Think COPY TO, not INSERT TO
When writing data to a Snowflake database, we have the option between INSERT and COPY. INSERT will write data to the database one record at a time, whereas COPY will make use of Snowflake’s bulk loader, in which data is copied in batches. Not only will we see enhanced performance when using COPY, the fact the process will be faster, means the server will run for less time and accrue less cost.
What does this mean in Alteryx terms? On your workflow, when using the input data tool you will see two options, Bulk and ODBC. The Bulk option will utilise the COPY process, whilst ODBC is INSERT.
Using extracts is highly recommended when working with Snowflake, the reason for this is that with a live connection to your database, every time a user changes a parameter or filter etc the database will be queried. When the database is queried the warehouse will come out of suspension, fire up and send through the result, this is a fast process but keeps the warehouse working, using compute power and Snowflake credits.
Use Incremental refreshes
When it comes to refreshing your extracts, consider utilising incremental refreshes. The reason again is down to limiting the computational resources required. An incremental refresh will only bring in new data the dataset did not have before – to do this it uses a timestamp to see where it has data upto before and then only brings in data marked with a later timestamp. When you do a full refresh, we are asking our database to bring back every single record in the database again. An incremental refresh is asking for a fraction of this data, and thus much less credits will be used up. Do note a full refresh is recommended from time to time, it may be that new data has been brought in with an earlier timestamp than your last incremental refresh. To ensure we don’t lose out on data stored in Snowflake consider a full refresh at an appropriate recurring rate.
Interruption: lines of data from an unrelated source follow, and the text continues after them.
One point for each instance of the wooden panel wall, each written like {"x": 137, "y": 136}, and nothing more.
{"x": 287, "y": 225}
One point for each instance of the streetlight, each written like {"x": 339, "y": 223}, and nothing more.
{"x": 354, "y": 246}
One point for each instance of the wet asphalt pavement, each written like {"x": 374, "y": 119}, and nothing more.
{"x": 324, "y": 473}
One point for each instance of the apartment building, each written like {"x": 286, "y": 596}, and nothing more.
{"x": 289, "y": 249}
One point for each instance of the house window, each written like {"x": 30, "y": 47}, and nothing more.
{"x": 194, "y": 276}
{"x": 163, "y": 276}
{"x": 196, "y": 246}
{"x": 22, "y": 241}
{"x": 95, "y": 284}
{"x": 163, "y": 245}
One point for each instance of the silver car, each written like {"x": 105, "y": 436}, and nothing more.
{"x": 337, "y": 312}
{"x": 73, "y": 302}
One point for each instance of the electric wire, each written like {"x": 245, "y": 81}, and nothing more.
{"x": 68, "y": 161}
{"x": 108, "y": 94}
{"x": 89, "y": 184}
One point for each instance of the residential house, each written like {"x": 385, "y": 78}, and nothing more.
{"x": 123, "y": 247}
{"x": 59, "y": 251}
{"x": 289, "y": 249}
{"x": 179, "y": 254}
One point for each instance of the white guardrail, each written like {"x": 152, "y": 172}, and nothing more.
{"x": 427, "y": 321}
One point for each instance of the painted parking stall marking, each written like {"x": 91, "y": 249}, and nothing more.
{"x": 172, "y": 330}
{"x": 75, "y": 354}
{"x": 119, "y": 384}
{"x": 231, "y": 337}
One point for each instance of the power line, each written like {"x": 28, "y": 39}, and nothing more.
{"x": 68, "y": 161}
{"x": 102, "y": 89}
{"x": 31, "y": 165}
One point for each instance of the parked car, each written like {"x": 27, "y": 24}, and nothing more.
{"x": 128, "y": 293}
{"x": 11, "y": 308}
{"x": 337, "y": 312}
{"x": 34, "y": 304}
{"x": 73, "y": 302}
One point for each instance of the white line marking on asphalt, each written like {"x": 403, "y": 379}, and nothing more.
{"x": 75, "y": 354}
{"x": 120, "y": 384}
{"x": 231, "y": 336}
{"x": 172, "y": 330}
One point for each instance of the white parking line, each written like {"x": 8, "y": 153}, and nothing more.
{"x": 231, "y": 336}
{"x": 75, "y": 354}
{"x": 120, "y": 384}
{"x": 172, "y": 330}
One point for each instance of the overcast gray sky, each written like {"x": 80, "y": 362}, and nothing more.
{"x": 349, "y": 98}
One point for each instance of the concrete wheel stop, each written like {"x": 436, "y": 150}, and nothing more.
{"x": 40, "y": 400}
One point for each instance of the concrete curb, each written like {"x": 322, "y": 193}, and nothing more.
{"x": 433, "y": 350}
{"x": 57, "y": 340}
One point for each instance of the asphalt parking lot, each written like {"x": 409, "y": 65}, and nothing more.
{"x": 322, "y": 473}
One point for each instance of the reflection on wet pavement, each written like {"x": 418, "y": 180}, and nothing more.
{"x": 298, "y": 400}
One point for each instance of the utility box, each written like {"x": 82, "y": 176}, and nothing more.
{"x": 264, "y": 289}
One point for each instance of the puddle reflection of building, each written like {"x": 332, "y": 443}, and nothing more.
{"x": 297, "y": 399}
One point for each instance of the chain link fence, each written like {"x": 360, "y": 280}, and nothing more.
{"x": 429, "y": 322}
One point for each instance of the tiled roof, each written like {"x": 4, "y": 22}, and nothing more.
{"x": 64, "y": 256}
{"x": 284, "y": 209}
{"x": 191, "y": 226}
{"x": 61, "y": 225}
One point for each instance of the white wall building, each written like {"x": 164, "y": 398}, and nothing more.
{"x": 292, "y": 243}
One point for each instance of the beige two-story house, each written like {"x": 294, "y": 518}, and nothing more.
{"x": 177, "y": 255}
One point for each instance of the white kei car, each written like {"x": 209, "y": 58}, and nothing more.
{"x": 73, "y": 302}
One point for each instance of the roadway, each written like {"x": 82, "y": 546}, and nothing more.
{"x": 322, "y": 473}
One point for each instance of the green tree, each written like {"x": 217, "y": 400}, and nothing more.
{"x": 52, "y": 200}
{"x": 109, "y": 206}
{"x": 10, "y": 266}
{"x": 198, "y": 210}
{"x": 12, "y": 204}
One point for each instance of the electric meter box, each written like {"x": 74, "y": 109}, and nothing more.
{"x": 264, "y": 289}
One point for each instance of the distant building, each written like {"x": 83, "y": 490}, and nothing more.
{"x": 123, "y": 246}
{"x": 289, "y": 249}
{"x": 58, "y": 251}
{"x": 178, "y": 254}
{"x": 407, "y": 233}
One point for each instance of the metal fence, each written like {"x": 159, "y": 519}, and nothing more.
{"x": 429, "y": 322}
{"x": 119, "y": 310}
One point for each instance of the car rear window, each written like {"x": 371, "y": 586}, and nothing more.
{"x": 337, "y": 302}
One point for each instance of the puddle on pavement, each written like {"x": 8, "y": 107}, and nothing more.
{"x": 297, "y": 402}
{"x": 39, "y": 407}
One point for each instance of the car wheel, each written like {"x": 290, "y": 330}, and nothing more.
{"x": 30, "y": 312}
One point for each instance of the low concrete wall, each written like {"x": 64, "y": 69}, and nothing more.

Hide unused fields when creating extract
We can either do this manually ourselves in the data source tab or in Tableau or when creating the extract (see screenshot). When we have created our work within Tableau, we are bound to have some fields that we didn’t use. If we include these in our extracts we are essentially asking Snowflake to bring back data that we have no use for. Consider hiding these fields, of course this reduces the load on the server and again cuts down the computational power required.
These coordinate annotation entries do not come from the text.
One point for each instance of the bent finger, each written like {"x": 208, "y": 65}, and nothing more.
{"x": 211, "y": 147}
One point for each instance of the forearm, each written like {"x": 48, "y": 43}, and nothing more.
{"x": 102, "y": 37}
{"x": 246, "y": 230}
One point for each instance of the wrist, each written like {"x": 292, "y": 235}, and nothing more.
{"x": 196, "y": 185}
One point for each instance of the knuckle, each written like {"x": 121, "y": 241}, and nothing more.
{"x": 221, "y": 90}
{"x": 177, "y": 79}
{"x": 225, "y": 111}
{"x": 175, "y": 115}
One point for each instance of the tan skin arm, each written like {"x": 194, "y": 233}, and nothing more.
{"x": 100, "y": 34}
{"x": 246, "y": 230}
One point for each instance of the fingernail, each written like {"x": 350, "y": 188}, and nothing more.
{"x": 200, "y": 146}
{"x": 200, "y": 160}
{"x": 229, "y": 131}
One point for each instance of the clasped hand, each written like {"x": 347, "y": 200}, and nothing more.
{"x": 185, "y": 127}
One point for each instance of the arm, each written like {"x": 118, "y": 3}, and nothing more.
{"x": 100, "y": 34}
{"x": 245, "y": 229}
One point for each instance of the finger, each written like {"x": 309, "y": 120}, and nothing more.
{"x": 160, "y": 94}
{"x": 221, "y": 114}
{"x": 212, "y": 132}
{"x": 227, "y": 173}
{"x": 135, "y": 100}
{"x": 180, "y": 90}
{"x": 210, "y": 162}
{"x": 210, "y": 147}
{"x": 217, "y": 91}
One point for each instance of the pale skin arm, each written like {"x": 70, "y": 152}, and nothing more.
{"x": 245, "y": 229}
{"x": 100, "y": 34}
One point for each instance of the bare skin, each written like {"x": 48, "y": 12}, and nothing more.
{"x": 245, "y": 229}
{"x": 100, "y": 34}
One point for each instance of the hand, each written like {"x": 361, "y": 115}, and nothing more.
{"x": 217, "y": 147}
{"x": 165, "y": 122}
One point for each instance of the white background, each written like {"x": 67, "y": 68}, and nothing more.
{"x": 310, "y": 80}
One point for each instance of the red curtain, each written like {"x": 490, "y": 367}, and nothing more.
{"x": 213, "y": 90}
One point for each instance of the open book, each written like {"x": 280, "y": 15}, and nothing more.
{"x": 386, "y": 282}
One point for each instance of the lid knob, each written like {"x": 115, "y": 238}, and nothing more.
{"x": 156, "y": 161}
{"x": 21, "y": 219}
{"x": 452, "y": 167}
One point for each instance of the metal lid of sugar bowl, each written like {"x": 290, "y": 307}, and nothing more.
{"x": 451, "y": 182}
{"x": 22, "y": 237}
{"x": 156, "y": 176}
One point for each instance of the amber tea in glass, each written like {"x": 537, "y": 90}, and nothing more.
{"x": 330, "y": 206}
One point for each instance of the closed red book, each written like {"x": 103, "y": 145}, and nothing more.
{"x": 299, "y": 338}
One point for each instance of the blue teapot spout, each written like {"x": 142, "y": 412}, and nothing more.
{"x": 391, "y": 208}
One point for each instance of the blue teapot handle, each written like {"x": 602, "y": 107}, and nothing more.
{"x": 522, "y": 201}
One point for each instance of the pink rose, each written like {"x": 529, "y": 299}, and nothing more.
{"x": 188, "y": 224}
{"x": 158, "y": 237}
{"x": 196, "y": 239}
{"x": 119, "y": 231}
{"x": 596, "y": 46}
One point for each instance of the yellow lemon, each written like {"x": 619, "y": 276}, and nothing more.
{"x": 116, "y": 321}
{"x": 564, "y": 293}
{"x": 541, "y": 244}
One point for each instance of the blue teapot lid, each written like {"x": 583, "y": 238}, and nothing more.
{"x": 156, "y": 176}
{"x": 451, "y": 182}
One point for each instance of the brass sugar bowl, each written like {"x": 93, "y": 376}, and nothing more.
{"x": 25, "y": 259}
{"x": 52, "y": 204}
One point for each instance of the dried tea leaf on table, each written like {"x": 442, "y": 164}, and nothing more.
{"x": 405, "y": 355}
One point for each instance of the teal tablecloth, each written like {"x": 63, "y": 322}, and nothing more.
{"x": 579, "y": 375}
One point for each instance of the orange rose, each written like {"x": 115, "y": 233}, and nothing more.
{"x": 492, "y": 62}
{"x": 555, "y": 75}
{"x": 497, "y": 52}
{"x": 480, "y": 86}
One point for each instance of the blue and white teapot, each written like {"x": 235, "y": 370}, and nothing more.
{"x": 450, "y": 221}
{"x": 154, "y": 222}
Create Tableau dashboards to monitor your Snowflake usage
If you really want to understand the impact of your Tableau work on the Snowflake database then I recommend creating dashboards to see where your workload is being concentrated and if you are able to make these more efficient. They have built a suite of dashboards that allow you to connect directly to your own Snowflake account and provide insight into your own organisation’s Snowflake usage. The dashboards allow you to see which warehouses are costing the most and when, individual user’s usage and elapsed time per warehouse. Check out this link to plug straight in. https://www.tableau.com/about/blog/2019/5/monitor-understand-snowflake-account-usage
Well there we have it, Snowflake presents a fantastic solution to many clients out there – it is just worth considering how we can utilise our ETL arsenal to optimise both our performance and our cost. We have focussed on Tableau and Alteryx in this discussion but as I emphasised earlier, we are simply using these products to leverage the in built functionality of Snowflake. I hope this discussion has given you food for thought on being efficient with our utilisation of Snowflake!